Wie Stanzen im Metallbereich abläuft
Beim Stanzen wirkt ein Stempel gegen eine Matrize und trennt das Material während des Presshubes entlang einer definierten Kontur. Das Verfahren ist werkzeuggebunden: Form, Lage und Wiederholgenauigkeit werden wesentlich durch die Werkzeugauslegung bestimmt. Bearbeitet werden vor allem Bleche und Bänder, in speziellen Ausführungen auch Profile oder Rohre. Welche Auslegung geeignet ist, hängt unter anderem von Werkstoff, Materialdicke, Kontur und Stückzahl ab.
Typische Teile und Einsatzkontexte
Stanzteile finden sich bei Haltern, Laschen, Abdeckungen, Gehäuseteilen, Kontakten und anderen flachen oder vorgeformten Metallteilen mit wiederkehrender Geometrie.

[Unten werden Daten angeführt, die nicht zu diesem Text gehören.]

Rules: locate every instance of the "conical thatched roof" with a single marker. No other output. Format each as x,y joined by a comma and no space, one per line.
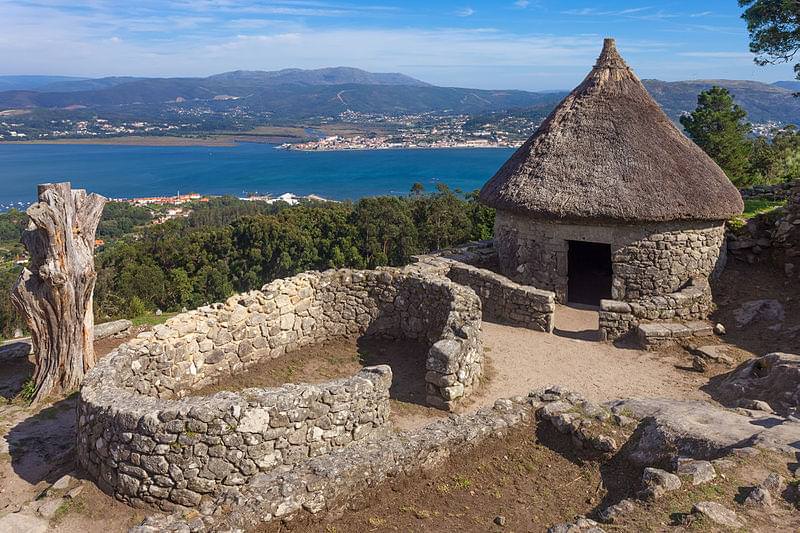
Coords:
608,152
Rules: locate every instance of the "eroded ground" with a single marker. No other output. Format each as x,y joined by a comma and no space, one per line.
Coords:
531,485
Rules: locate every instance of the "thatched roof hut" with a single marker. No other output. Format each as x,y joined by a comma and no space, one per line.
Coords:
609,153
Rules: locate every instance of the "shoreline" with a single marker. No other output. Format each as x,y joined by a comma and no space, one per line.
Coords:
365,149
214,140
225,141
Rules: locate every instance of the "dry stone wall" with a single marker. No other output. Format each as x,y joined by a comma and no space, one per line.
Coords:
647,260
502,299
146,440
505,301
694,303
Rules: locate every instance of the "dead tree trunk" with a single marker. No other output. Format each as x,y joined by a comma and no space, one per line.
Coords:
54,293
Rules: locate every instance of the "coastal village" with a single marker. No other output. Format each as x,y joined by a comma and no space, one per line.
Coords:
618,356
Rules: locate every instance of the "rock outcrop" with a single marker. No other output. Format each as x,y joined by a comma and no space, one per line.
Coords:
774,379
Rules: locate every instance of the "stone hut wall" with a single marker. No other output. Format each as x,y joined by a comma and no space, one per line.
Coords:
505,301
149,443
647,260
618,318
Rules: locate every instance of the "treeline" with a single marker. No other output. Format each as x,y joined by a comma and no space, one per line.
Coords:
720,128
231,246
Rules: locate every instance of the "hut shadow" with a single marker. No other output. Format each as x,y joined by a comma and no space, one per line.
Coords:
406,357
42,446
590,335
618,476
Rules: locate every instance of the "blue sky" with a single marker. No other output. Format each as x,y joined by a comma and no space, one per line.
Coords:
521,44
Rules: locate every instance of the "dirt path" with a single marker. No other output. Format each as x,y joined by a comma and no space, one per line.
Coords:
521,360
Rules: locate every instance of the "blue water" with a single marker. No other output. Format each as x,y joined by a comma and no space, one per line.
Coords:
130,171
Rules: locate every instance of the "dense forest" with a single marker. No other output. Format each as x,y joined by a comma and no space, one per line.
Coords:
228,245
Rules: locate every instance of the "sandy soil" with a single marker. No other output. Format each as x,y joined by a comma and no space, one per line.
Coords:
341,358
533,478
521,360
530,484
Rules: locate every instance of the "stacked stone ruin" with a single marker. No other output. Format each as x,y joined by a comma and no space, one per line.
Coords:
149,441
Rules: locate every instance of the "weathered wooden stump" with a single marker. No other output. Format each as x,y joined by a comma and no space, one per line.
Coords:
54,293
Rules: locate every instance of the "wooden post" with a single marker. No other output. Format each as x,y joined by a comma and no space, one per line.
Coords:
54,293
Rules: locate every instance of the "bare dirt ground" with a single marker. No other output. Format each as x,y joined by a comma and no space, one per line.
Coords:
522,360
342,358
741,283
528,477
521,479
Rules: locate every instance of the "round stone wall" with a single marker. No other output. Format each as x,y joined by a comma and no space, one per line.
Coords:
647,259
145,440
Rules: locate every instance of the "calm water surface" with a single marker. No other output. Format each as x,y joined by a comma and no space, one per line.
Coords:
127,171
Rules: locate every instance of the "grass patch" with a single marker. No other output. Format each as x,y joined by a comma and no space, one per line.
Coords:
152,319
756,206
69,506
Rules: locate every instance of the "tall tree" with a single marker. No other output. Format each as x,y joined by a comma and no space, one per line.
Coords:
774,27
54,293
718,126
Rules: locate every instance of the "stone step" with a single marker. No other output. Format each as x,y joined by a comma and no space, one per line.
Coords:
656,335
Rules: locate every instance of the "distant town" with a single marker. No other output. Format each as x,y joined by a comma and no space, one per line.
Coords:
179,205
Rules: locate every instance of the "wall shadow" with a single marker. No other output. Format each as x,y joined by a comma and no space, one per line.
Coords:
15,368
42,446
406,357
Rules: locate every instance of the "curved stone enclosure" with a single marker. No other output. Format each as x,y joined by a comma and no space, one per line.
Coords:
149,443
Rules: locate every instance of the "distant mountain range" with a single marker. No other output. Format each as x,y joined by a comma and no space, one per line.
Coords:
296,94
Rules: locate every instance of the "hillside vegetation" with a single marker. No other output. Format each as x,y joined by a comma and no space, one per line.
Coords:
229,245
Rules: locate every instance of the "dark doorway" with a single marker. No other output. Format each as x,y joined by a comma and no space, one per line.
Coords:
589,272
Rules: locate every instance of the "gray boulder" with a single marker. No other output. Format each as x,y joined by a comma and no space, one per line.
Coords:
774,379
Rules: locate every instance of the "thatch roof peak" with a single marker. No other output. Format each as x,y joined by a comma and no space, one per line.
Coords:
609,57
608,152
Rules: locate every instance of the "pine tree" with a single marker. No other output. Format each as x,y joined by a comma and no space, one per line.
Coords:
718,127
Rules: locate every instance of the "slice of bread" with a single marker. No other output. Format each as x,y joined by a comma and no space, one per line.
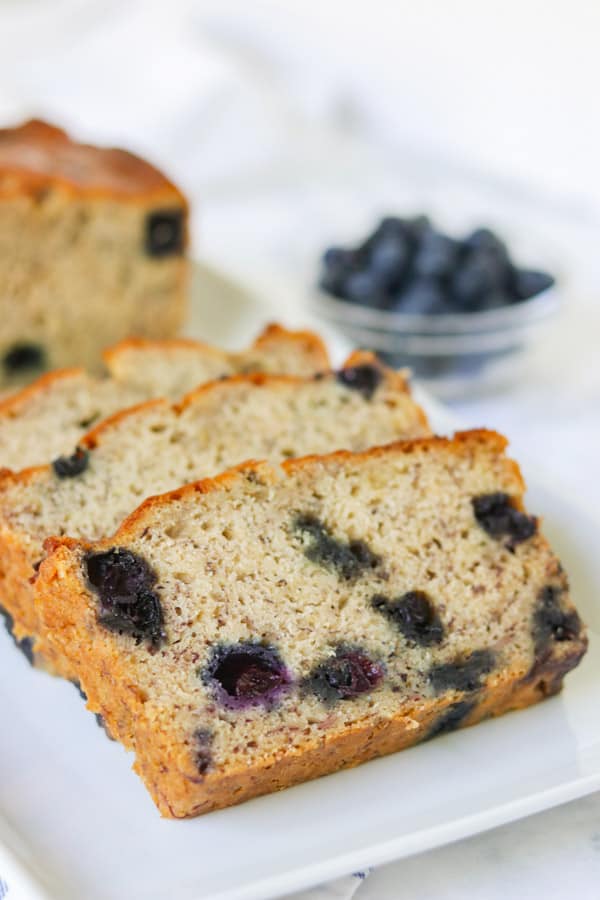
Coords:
157,446
93,247
272,625
47,418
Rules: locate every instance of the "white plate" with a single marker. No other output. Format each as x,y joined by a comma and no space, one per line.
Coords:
76,823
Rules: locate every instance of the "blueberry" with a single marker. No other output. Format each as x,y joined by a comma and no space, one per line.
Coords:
484,239
70,466
344,676
337,265
483,272
462,674
348,560
364,379
388,259
417,227
246,674
22,357
203,739
128,605
498,517
165,233
423,297
338,258
436,256
527,283
365,288
551,622
414,615
451,719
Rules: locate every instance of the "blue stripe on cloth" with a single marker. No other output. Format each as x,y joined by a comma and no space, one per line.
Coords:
340,889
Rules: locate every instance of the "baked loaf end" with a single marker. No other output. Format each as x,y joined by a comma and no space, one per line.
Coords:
276,624
49,417
158,446
93,249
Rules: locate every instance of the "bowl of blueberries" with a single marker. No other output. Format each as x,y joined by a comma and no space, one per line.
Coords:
459,312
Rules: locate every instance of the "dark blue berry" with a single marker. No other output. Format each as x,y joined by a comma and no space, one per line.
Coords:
388,259
203,739
423,297
22,357
246,674
344,676
498,517
527,283
70,466
165,233
551,623
436,256
462,674
365,288
364,379
482,273
451,719
484,239
348,560
414,615
127,602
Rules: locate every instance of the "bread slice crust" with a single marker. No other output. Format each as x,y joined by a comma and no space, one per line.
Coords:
112,669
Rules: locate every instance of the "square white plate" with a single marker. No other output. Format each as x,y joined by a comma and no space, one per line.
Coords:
76,823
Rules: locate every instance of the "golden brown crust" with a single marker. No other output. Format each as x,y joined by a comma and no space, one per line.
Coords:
313,344
35,156
461,442
272,334
169,772
10,405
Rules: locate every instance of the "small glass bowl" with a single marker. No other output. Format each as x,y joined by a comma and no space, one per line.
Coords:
453,355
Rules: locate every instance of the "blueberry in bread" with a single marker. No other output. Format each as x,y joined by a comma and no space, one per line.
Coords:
93,250
47,419
272,664
157,446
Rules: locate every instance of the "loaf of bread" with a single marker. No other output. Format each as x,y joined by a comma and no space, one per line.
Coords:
47,419
272,625
92,249
158,446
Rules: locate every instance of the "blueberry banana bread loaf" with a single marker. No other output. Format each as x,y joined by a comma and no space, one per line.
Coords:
158,446
92,249
272,625
47,419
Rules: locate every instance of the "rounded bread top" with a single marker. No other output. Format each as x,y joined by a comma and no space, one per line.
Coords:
36,155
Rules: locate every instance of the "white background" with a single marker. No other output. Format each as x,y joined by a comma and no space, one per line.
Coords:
295,123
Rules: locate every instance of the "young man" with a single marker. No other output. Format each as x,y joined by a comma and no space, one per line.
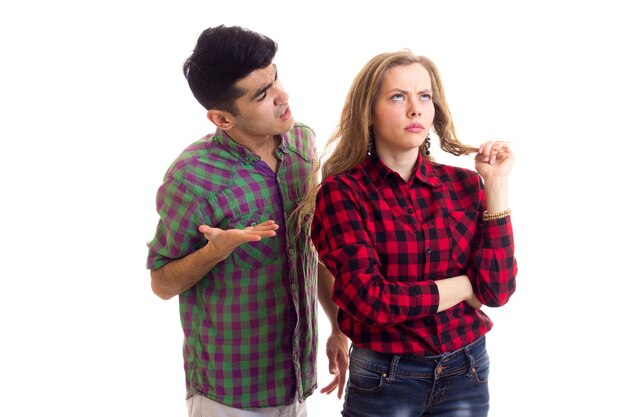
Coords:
230,244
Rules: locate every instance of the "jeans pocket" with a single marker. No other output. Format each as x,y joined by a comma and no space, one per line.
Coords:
481,370
364,379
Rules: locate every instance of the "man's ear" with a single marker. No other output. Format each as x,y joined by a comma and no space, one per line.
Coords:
221,119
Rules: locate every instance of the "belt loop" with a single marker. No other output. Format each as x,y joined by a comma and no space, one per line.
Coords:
471,371
393,368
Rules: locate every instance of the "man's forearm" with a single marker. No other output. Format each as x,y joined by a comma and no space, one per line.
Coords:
181,274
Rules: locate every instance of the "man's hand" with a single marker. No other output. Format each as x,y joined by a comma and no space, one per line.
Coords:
223,242
337,348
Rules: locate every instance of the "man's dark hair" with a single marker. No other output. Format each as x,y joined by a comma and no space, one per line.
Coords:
224,55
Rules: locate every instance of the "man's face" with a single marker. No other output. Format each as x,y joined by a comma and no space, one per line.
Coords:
263,108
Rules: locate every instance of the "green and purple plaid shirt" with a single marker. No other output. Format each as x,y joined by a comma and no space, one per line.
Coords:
250,337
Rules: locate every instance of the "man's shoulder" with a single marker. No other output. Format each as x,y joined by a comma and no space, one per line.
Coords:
200,159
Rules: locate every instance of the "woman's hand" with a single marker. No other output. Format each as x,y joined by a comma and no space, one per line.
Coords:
494,159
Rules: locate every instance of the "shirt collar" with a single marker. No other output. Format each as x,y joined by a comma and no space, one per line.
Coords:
237,150
380,173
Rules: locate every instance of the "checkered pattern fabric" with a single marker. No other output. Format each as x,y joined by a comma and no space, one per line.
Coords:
249,326
387,241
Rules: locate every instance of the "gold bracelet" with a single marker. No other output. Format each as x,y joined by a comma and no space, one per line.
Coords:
496,216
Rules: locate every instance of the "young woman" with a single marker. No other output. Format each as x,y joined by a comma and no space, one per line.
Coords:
416,247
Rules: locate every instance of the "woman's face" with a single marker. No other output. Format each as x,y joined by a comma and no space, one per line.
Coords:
403,110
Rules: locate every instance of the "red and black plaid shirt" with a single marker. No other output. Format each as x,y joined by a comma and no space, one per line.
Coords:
387,241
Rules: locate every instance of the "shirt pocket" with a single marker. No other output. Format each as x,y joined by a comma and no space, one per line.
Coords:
462,226
254,254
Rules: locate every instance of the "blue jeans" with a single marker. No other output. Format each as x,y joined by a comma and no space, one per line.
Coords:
449,385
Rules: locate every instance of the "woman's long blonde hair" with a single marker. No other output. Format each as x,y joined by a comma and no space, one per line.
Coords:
352,138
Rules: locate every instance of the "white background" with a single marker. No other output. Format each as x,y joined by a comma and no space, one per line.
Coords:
94,107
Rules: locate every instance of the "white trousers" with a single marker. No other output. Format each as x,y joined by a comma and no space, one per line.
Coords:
201,406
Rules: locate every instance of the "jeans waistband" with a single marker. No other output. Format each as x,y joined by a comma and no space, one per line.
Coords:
461,360
475,349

In der Lohnfertigung wird Stanzen vor allem dann eingesetzt, wenn Konturen, Durchbrüche oder Ausschnitte in Serien oder wiederkehrenden Losen benötigt werden. Auch einfache Funktionselemente wie Schlitze, Langlöcher oder Rastgeometrien lassen sich über den Stanzprozess erzeugen. Bei nicht planen Werkstücken kommen angepasste Lösungen für Profil- oder Rohrstanzen zum Einsatz.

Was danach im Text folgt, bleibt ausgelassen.